I would suspect that the problem will be with the 'Water Drain Hoses' (Ref No 6).


----------



## MXS (May 10, 2010)

YoungOldUn said:


> Gaf said:
> 
> 
> > Take out the number plate lights, and you can get most of it out.
> ...


Good point!


----------



## TT-driver (Sep 14, 2010)

I could imagine that the gasket of the central brake light could cause an issue too...


----------



## galwaytt (May 15, 2003)

sorry for thread resurrection but my MK1 has just done this too, for the first time. I've taken out the number plate lights and the trim, to dry it, but it doesn't have a retractable spoiler. ..so cannot for the life of me see how does it get INSIDE the actual hatch (door itself).


----------



## Hoggy (May 8, 2002)

galwaytt said:


> sorry for thread resurrection but my MK1 has just done this too, for the first time. I've taken out the number plate lights and the trim, to dry it, but it doesn't have a retractable spoiler. ..so cannot for the life of me see how does it get INSIDE the actual hatch (door itself).
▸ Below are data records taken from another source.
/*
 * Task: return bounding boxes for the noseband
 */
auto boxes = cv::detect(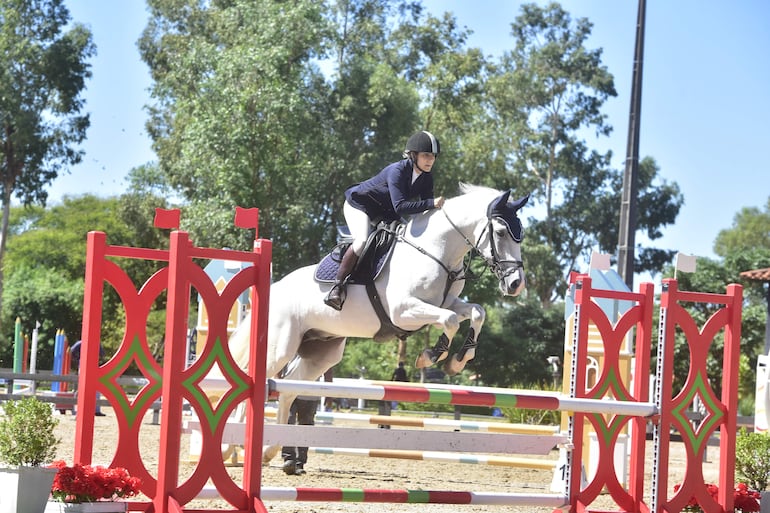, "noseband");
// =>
[442,209,524,282]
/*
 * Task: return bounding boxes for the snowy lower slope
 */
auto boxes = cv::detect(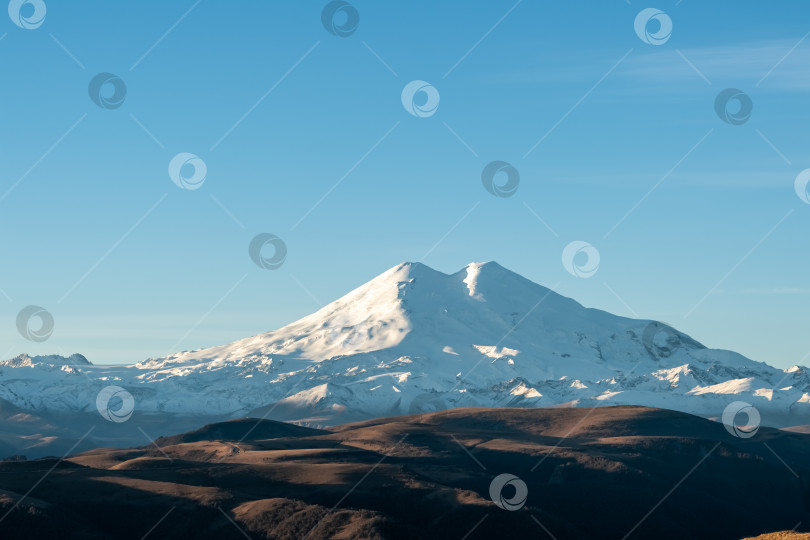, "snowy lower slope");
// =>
[0,263,810,438]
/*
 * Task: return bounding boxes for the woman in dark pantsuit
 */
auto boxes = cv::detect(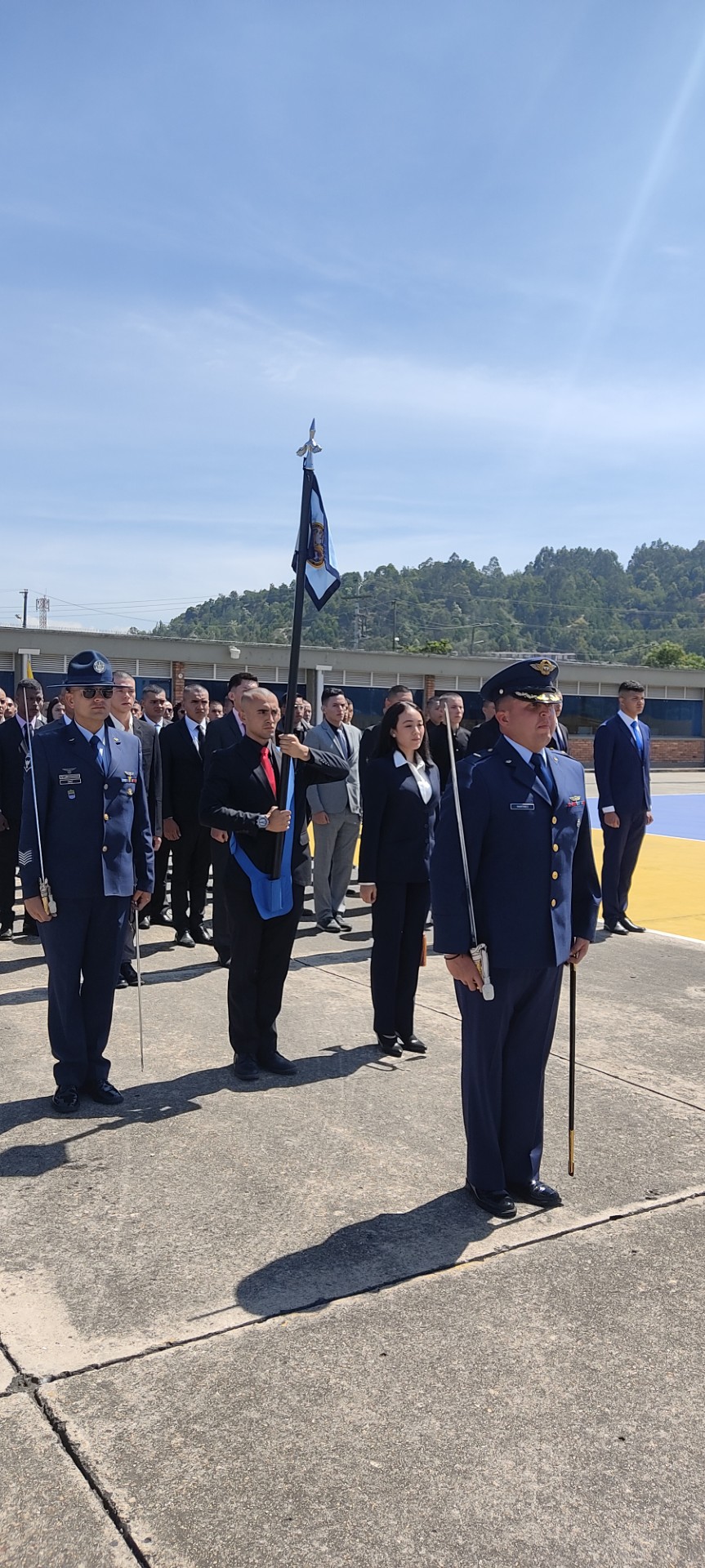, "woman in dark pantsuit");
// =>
[359,702,440,1057]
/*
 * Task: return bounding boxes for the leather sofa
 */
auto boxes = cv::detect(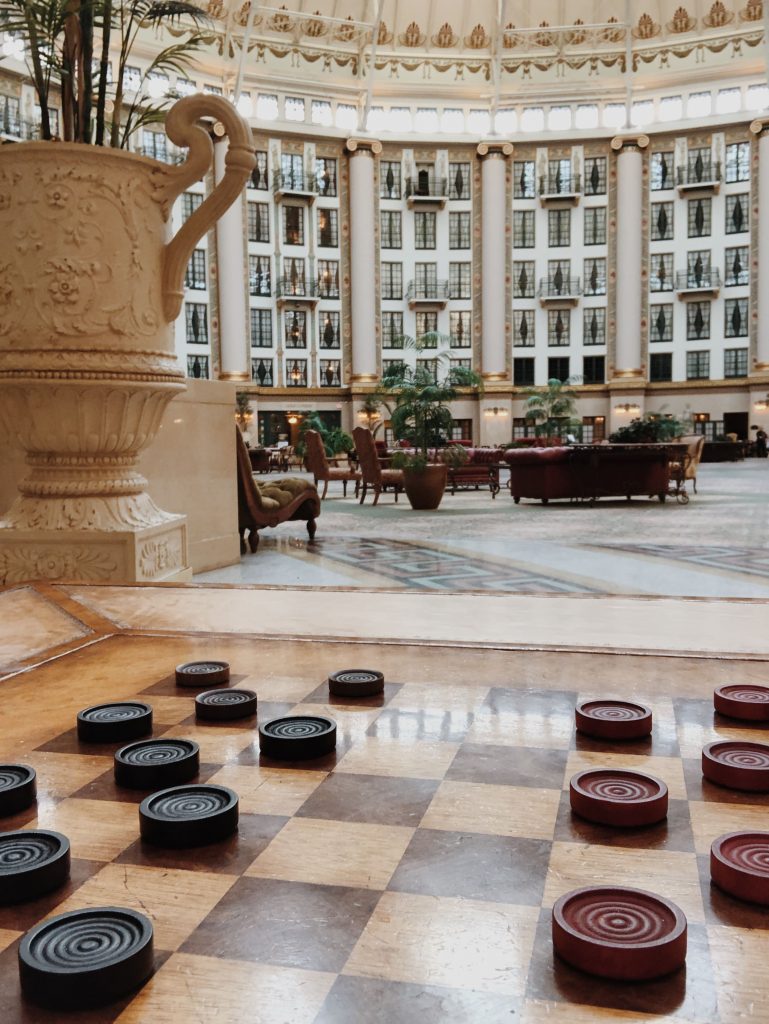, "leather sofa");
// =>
[503,444,670,504]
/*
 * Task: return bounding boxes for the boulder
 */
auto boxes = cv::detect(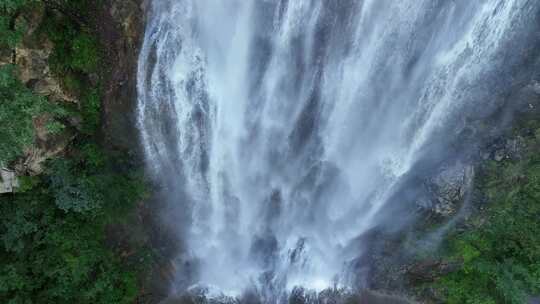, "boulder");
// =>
[417,162,474,218]
[0,168,19,194]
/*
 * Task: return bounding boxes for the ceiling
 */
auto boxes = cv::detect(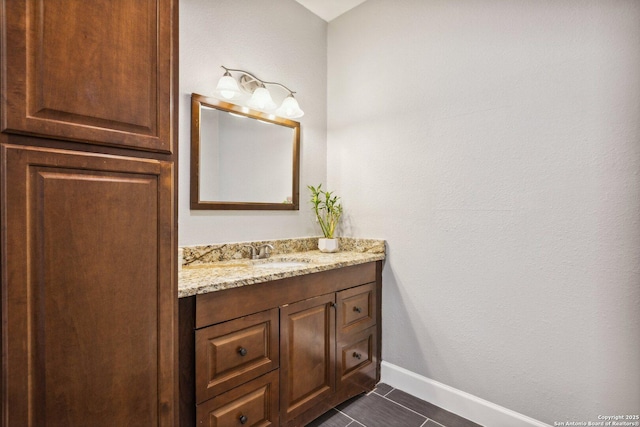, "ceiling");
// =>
[296,0,366,22]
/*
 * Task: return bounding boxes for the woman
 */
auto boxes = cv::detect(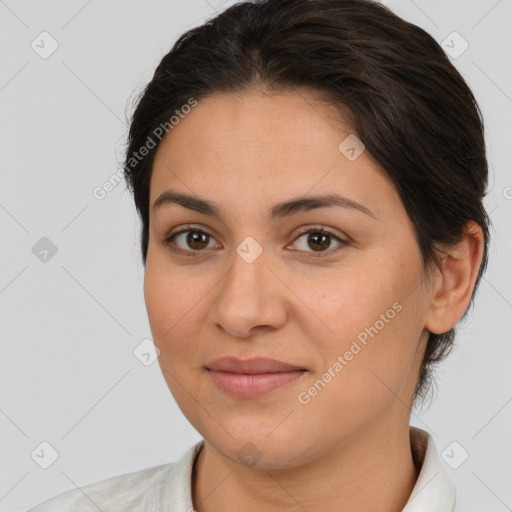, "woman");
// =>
[27,0,489,512]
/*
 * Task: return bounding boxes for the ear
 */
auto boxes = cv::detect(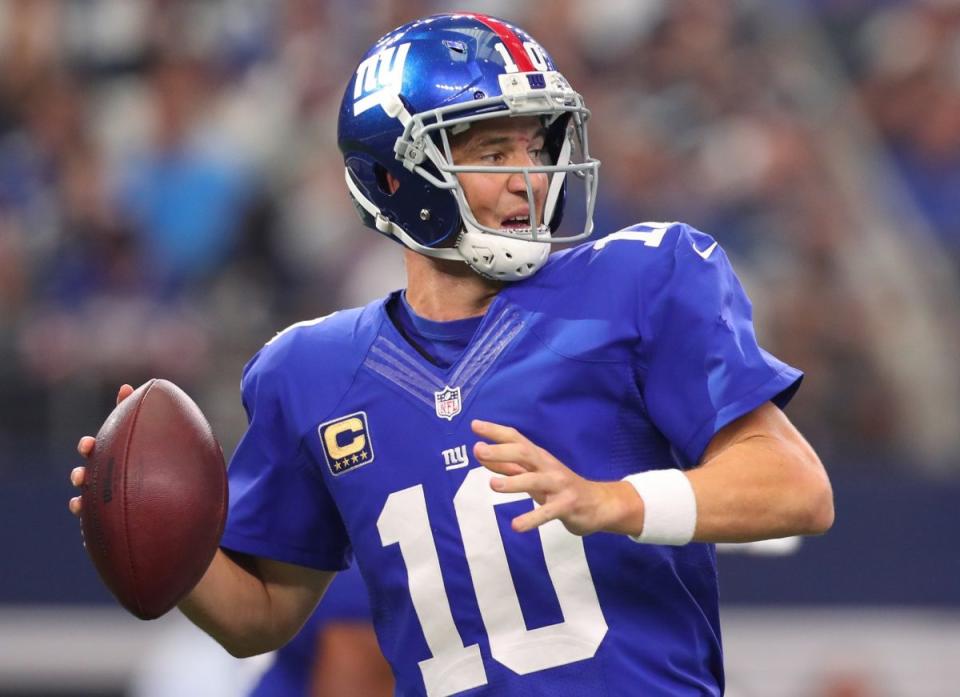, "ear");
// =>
[387,172,400,194]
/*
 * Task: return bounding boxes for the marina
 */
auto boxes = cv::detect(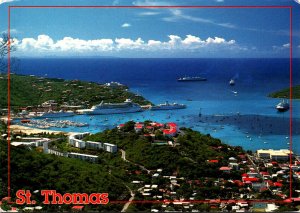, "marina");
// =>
[13,59,300,153]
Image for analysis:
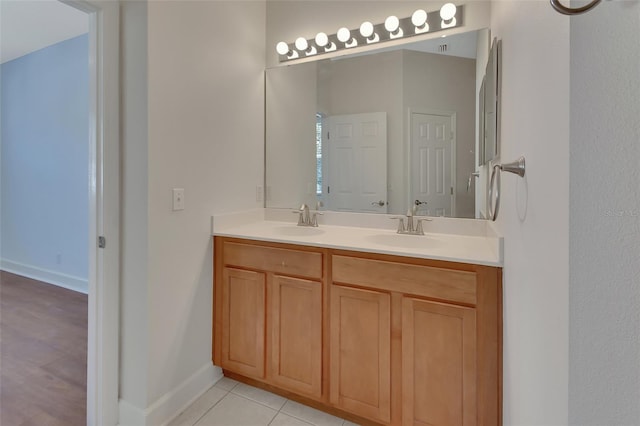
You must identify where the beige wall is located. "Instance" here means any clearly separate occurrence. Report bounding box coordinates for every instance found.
[491,0,570,426]
[120,1,265,425]
[569,1,640,426]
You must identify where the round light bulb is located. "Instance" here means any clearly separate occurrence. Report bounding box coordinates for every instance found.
[276,41,289,55]
[360,21,373,38]
[316,33,329,47]
[384,15,400,33]
[440,3,456,21]
[411,9,427,27]
[296,37,309,50]
[337,27,351,43]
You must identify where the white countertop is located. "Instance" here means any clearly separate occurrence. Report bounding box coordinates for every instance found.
[212,209,503,267]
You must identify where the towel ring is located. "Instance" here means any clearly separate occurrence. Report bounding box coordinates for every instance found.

Hi, The seal around the fixed spoiler can fail & let water into the hatch, especially if the spoiler is used as a handle to close the boot.
There are some rubber plugs each side of boot lid, remove those so water doesn't build up in the lid. 
Hoggy.


----------



## galwaytt (May 15, 2003)

Hoggy said:


> galwaytt said:
> 
> 
> > sorry for thread resurrection but my MK1 has just done this too, for the first time. I've taken out the number plate lights and the trim, to dry it, but it doesn't have a retractable spoiler. ..so cannot for the life of me see how does it get INSIDE the actual hatch (door itself).
> ...


Many thanks - will do.


----------